The type of results leading to the conclusion that there's life there:
They devoured the robotic craft.
They attacked the orbiting ship.
Samples returned to the orbiter emulate Earth life.

ashok_bitsboymech
2005-Jan-28, 07:53 AM
hai guyz,
can anyone think tht why some palnets are much larger and some or not.why it would have happens os?ya i read tht the sun is nearing the earth.it wil destroy the closer planets nearer to it.as this happened tht in the sun itself there would be more got destroyed billion yrs ago.so there would be some more planets b4 mercury and in those there would hv been some planets tht provides existence of life .so life would have been started frm some planets after tht earh and in furure may be jupiter can bcom as a palnet providing for human's survival.thos ewho want to join with me abt this topic can mail plz me.and we can start our research regarding the related topics.
bye
awaiting 4 ur reply.

CyprusX
2005-Feb-06, 08:11 PM
Originally posted by Jakenorrish@Dec 10 2004, 09:34 AM
Totally agree with that.
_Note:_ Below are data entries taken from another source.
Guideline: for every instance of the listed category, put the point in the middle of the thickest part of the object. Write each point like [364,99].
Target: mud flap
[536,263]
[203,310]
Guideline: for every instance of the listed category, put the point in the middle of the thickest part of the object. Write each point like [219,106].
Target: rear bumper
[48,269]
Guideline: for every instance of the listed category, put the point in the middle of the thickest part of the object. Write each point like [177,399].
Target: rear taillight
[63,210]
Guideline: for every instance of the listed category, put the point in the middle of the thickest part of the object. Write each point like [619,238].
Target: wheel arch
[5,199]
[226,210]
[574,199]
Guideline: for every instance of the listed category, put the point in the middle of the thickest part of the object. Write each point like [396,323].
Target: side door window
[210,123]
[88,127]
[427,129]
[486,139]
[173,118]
The radiation seems to be the biggest obstacle for not only life on Jupiter or Saturn, but life going anywhere near them!
Radiation may very well be a problem for life on this planet, but should we assume that there is only one type of life. What if other forms of life on other planets adapted to their environment like life did here on Earth.

Jakenorrish
2005-Feb-08, 12:39 PM
Fair point that. If they can find life 10 k down in the ocean at 1000 g's or whatever it is, then why not on the gas giants?